The brief argues that the Emergency Powers of Governor Act from 1945, on which the governor bases her power, does not apply to pandemics. That law permits use of emergency powers only “during times of great public crisis, disaster, rioting, catastrophe, or similar public emergency.” Emergency responses to pandemics are referenced in the broader Emergency Management Act of 1976, which requires the Legislature to extend emergency declarations or the declarations end after a maximum of 28 days. Gov. Whitmer has ignored this requirement and is using powers from the 1945 law to make unilateral decisions about policies related to COVID-19.
When the coronavirus first arrived in Michigan and threatened hospitals’ capacity to provide care to those in need, use of these powers may have been justified.
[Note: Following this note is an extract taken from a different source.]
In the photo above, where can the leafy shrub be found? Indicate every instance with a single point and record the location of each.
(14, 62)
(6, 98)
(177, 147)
But since Michigan has “flattened the curve,” as Gov. Whitmer herself confirmed, the period of emergency ended and so should have the governor’s use of extralegal powers.
Gov. Whitmer’s use of emergency powers also violates the Michigan Constitution, the brief argues. Executive, judicial and legislative powers must be distinct and separate, according to the constitution. Exercising emergency powers for nearly half a year, Gov. Whitmer has appropriated the lawmaking power meant only for the Legislature. This violates the constitution’s separation of powers requirement. Emergency powers are only constitutional when there is a method for the Legislature to end them.
“The appropriate time for unilateral decisions has passed,” said Patrick Wright, director of the Mackinac Center Legal Foundation and vice president of legal affairs at the Mackinac Center for Public Policy. “Our normal constitutional order, which has protected individual liberties through the separation of powers as long as Michigan has been a state, must resume.”